Deadfall in the water made the take-out a bit awkward but we were happy to see some evidence of recent chainsaw cuts.

P22 was walkable and 40 minutes later we were on the other side, sitting on the banks of the Misehkow.  We figured if the crew had gotten to this one on the very edge of the Park, they would have done the ones leading up to it!

Off we went, paddling a short stretch up the Misehkow to access the next portage trail (P23 in our route count).  It starts just a bit up the creek coming from Davies into the Misehkow and it took a few minutes to find.

P23 – into Davies Lake from the Misehkow

looking up the stream coming from Davies Lake

We walked up the stream you see in the image above and found the trailhead on the righthand side. The image below taken 15 minutes later looks down Davies Creek to where we had come from.  Our portage into Davies Lake from the Misehkow came out to about 210 meters – the FOW count is 175m.
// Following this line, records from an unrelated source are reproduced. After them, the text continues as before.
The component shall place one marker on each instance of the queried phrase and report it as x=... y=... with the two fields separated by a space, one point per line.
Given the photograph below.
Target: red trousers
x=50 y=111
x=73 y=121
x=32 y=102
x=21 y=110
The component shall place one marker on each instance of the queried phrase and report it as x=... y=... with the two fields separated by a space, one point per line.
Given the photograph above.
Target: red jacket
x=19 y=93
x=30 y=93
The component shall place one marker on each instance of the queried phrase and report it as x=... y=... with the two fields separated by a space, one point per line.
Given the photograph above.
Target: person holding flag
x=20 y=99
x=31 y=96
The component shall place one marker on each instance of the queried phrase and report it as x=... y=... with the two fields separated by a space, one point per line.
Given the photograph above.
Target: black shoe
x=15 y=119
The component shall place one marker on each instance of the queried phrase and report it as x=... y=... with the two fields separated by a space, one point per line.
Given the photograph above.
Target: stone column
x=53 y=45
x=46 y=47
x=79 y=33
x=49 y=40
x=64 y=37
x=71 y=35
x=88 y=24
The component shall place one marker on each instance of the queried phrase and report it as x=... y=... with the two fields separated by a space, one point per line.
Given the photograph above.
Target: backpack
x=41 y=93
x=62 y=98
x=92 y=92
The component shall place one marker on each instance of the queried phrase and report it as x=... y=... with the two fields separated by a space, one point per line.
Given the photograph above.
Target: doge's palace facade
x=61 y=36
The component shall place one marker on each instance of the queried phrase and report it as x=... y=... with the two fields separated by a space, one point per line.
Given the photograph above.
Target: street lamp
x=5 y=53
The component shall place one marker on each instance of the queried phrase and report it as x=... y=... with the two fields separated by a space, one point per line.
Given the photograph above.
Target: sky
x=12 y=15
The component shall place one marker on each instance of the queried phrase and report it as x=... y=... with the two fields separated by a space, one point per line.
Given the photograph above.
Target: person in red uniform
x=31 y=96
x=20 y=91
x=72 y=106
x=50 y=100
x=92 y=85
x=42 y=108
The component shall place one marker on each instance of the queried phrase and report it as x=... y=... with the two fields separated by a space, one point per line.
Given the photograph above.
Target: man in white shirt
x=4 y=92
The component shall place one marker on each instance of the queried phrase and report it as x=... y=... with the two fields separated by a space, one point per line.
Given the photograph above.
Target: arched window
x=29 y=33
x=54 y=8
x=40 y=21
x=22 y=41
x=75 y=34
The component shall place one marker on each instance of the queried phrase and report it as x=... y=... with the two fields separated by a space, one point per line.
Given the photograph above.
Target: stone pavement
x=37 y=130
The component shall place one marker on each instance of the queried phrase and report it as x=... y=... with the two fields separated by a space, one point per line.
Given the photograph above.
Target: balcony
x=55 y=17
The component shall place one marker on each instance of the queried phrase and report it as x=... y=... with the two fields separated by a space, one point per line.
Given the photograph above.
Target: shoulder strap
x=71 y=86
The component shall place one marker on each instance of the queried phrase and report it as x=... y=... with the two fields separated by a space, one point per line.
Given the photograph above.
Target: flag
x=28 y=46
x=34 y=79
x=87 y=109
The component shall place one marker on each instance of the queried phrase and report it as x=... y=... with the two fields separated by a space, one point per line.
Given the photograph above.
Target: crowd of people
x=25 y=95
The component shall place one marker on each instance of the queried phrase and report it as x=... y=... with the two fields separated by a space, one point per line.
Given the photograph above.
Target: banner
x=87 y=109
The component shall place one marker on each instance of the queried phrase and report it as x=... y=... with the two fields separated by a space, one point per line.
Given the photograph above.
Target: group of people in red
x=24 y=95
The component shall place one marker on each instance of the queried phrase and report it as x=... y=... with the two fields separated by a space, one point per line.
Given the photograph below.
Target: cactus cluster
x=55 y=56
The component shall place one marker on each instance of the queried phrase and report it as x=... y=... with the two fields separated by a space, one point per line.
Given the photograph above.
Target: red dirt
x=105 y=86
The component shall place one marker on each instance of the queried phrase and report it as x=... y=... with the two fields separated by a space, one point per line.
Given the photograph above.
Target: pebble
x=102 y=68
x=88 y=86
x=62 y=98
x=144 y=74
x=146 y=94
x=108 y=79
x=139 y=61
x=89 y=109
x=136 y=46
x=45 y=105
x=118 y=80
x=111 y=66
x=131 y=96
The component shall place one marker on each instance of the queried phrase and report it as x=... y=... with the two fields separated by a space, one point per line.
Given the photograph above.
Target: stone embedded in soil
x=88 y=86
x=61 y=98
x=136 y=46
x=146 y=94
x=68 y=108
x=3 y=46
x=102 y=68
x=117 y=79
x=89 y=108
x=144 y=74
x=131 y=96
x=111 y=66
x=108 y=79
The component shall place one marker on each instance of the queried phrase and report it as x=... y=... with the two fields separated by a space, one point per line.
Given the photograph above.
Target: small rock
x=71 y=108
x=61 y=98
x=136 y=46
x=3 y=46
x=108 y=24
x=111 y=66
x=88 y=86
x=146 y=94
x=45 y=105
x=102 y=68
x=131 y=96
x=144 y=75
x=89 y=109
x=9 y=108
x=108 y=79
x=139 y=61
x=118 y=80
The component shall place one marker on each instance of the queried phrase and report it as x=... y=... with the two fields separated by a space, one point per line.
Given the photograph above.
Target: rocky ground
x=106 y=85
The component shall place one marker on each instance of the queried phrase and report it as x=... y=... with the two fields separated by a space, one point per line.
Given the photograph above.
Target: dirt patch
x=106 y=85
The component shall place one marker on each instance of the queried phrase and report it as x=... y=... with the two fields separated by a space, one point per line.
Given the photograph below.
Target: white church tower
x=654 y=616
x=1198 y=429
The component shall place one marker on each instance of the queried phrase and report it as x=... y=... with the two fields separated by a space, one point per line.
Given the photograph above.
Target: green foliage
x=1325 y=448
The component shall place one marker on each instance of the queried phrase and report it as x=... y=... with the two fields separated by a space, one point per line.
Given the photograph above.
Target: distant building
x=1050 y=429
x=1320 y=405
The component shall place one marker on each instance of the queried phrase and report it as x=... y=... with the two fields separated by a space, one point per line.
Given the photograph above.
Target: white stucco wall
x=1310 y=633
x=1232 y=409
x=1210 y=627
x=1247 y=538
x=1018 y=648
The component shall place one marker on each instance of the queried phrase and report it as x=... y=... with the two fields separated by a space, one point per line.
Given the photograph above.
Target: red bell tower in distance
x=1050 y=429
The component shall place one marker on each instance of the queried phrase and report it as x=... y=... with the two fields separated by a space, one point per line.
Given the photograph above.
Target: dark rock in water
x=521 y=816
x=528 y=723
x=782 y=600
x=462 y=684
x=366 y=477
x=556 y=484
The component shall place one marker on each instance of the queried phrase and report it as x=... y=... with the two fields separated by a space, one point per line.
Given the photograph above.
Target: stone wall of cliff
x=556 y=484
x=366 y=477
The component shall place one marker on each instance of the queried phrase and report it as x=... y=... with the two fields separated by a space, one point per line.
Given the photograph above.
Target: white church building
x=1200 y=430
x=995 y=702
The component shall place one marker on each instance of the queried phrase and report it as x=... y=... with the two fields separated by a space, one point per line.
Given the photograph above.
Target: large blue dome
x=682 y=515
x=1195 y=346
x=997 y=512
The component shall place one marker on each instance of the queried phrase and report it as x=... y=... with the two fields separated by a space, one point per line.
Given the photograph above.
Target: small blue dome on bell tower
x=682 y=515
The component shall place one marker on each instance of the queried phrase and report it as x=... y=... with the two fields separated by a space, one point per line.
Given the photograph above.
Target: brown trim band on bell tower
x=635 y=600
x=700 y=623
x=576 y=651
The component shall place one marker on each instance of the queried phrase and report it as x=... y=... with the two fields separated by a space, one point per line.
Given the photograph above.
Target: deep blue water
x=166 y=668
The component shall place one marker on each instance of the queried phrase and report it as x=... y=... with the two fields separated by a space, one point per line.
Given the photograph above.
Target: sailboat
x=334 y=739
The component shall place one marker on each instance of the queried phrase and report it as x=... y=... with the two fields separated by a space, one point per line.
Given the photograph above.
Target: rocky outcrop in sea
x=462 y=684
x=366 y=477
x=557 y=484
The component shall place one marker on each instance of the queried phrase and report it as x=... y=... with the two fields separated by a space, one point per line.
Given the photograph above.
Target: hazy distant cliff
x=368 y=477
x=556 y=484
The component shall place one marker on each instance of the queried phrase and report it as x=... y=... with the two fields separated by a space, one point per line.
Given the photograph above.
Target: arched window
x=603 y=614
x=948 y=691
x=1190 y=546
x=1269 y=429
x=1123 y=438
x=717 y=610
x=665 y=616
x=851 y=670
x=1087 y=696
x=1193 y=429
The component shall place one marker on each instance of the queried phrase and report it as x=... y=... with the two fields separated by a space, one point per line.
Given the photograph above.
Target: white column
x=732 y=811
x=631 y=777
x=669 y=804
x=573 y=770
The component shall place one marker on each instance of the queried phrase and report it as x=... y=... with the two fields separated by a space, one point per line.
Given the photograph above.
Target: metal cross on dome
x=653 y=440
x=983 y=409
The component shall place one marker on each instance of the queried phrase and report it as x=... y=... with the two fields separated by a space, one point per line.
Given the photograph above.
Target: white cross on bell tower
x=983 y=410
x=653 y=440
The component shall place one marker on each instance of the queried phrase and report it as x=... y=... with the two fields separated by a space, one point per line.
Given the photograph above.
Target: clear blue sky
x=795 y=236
I guess it all depends on what you take as the starting point, which may vary depending on water levels.

Now we were on Davies Lake and it was noon.  We paddled over to the south side of Davies and found the start of the next trail, the 800-meter portage into Timon Lake. We were looking at one of the day’s two long hauls, our P24. It is marked on the FOW maps as an 800-meter carry. As before, we saw some reassuring signs of recent trail work.

Before pushing on, we stopped for lunch. I got the water boiling and prepped all the food while Max got a head start on the portage by hauling one of the canoe packs and a duffel halfway to Timon.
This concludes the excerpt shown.